**Introduction**. This is a counting question about configurations that can appear on the outside of assembled Soma cube-like puzzles. More specifically, it’s about the ways in which the pieces of an assembled puzzle can partition the exterior of the cube.

**Construction**. Suppose you have at your disposal an unlimited supply of every possible cubomino shape, that is, shapes that can be made from one or more unit cubes by gluing faces to faces (glued faces must coincide). Also suppose that you have both red and blue versions of each shape. Now consider complete $s\times s \times s$ oriented cubic “assemblies” of such pieces, with one constraint: like-colored puzzle pieces may not occur face-to-face. (Pieces of the same color may touch at corners or edges.) An assembly need not be achievable with physical pieces. A valid assembly could contain interlocked torus-like pieces, for example.

**Set partitions, especially on the boundary**. Ignoring color, the individual pieces of a valid assembly partition the cube's $s^3$ unit cube locations. One characteristic of a set partition arising in this way is that its partition elements are each face-connected subsets of the cube. The color rule imposes additional restrictions; for example, no valid assembly yields a partition that contains three mutually adjacent parts.

If we focus our attention on the assembled cube's boundary, we get a set partition of the $s^3-(s-2)^3$ boundary positions. Within the boundary, partition parts need no longer be face-connected subsets, but whether an arbitrary set partition that contains disconnected parts does or not arise from a puzzle assembly depends on whether the disconnected parts can all be “connected up” through the cube’s interior. (Example below.)

**Question**. Call a partition of the cube’s boundary *lattice-realizable* if it occurs in some valid puzzle assembly. Let $c(s)$ be the number of distinct lattice-realizable set partitions of the boundary of an $s\times s\times s$ cube. How does $c(s)$ grow as $s$ grows? In particular, is $c(s) \le M^{(s^2)}$ for some constant $M$?

**Context**. This construction works without modification in dimensions other than 3.

Let $c(d,s)$ be the number of distinct lattice-realizable set partitions of the boundary of the generalized cube of volume $s^d$. When $d=1$, the cube is an interval of length $s$, the boundary has cardinality 1 or 2 (the endpoint(s)), and there are either 1 or 2 set partitions of the boundary, none of which fail to be lattice-realizable. Trivially, $c(1,s) \le M^{(s^0)}$ for some constant $M$ (any $M\ge 2$ works).
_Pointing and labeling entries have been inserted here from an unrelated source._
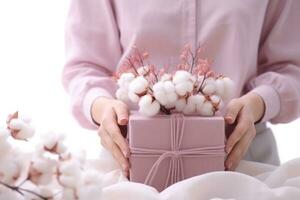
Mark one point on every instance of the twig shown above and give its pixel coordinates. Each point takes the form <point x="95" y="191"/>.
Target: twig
<point x="21" y="191"/>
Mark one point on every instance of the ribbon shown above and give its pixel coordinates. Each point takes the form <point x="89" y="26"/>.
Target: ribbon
<point x="175" y="171"/>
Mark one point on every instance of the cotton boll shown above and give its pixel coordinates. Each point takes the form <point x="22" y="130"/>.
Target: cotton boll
<point x="70" y="174"/>
<point x="20" y="129"/>
<point x="165" y="93"/>
<point x="183" y="88"/>
<point x="181" y="76"/>
<point x="180" y="104"/>
<point x="54" y="143"/>
<point x="125" y="79"/>
<point x="46" y="191"/>
<point x="68" y="194"/>
<point x="133" y="97"/>
<point x="184" y="82"/>
<point x="41" y="170"/>
<point x="148" y="106"/>
<point x="138" y="85"/>
<point x="90" y="192"/>
<point x="166" y="77"/>
<point x="9" y="170"/>
<point x="207" y="109"/>
<point x="189" y="109"/>
<point x="209" y="86"/>
<point x="143" y="70"/>
<point x="122" y="94"/>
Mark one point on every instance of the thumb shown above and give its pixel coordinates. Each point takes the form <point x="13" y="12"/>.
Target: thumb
<point x="122" y="113"/>
<point x="232" y="111"/>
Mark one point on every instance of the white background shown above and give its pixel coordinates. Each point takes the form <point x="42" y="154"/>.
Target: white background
<point x="31" y="60"/>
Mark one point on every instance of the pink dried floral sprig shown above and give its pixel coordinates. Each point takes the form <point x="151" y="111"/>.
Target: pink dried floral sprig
<point x="192" y="88"/>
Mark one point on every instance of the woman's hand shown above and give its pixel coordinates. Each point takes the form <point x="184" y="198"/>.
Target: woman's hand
<point x="110" y="113"/>
<point x="244" y="112"/>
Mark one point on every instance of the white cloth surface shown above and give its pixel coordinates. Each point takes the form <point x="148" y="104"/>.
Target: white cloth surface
<point x="251" y="181"/>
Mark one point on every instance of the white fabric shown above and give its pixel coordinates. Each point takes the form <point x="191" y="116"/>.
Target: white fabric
<point x="252" y="181"/>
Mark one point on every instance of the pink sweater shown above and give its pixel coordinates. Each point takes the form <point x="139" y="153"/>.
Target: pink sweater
<point x="255" y="42"/>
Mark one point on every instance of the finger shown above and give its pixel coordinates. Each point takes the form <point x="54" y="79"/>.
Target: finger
<point x="102" y="135"/>
<point x="121" y="111"/>
<point x="233" y="108"/>
<point x="239" y="151"/>
<point x="244" y="123"/>
<point x="113" y="130"/>
<point x="116" y="152"/>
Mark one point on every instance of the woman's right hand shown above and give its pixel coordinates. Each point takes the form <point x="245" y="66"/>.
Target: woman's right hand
<point x="111" y="113"/>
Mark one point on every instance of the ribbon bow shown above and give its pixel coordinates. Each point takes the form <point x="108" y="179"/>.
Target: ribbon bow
<point x="175" y="171"/>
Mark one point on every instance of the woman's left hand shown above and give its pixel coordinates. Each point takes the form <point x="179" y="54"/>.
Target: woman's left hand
<point x="244" y="112"/>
When $d=2$, there is a convenient upper bound for $c(2,s)$: the number of non-crossing partitions on $4s-4$ elements, which is known to be the Catalan number $C_{4s-4}$. Known asymptotics of the Catalan numbers give $c(2,s) \le C_{4s-4} \le M^{(s^1)}$ for constant $M$ ($M=4^4$ works, for example). In contrast, the number of (all, non-crossing or not) set partitions on the $4s-4$ boundary elements is the Bell number $B_{4s-4}$, which is not bounded by $M^{(s^1)}$ for any constant $M$.
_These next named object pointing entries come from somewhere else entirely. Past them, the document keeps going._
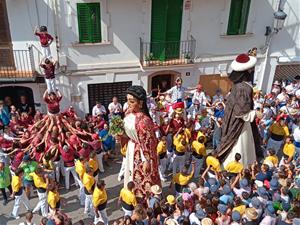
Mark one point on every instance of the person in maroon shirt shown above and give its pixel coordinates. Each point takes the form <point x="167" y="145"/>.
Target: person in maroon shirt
<point x="68" y="156"/>
<point x="45" y="40"/>
<point x="49" y="71"/>
<point x="52" y="101"/>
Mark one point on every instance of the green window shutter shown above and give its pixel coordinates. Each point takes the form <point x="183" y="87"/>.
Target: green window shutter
<point x="89" y="22"/>
<point x="174" y="21"/>
<point x="244" y="16"/>
<point x="158" y="28"/>
<point x="95" y="22"/>
<point x="234" y="17"/>
<point x="238" y="17"/>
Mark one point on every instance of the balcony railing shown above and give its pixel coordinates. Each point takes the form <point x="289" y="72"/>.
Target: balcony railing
<point x="18" y="66"/>
<point x="167" y="53"/>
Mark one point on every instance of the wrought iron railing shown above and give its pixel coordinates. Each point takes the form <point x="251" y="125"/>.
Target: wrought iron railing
<point x="20" y="64"/>
<point x="167" y="53"/>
For $d=1$ and $d=2$, then, $c(d,s)$ grows no faster than $M^{(s^{d-1})}$. What about $d>2$? Unfortunately, there's no analog for non-crossing partitions when $d>2$. For $d=3$, every set partition of points on the surface of a cube (or sphere) is non-crossing in the sense of being realizable via disjoint connected subsets of the interior of the cube.

**Related topics**. The problem I'm looking into comes from symbolic dynamics, but it looks like there might be useful results (though I've yet to find them) in various areas of study. Knot theorists have looked at the notion of lattice knots (and other sorts of thickened knots); this gets at one way in which discretization reduces the potential complexity that can appear in a cube. Questions about 3-D or multilayer integrated circuit design concern configurations on a boundary that can arise from internal lattice-like connections, but that research focuses on finding efficient design algorithms, not on counting. Spin models in statistical mechanics, quantum entanglement, holography, and computational linguistics are potentially related topics.

**Example**. Without loss of generality, position a $3\times3\times3$ cube with opposite corners at $(1,1,1)$ and $(s,s,s)$, and consider the following three-element partition of its 26 boundary positions: two cardinality-two parts: $\{(2,2,1),(2,2,3)\}$ and $\{(1,2,2),(3,2,2)\}$ and one cardinality-24 part (the rest of the boundary). The single interior position of this cube, $(2,2,2)$ can only “connect up” one of the two small partition elements (each of which are disconnected when only the boundary is considered), so no valid puzzle assembly will yield this partition.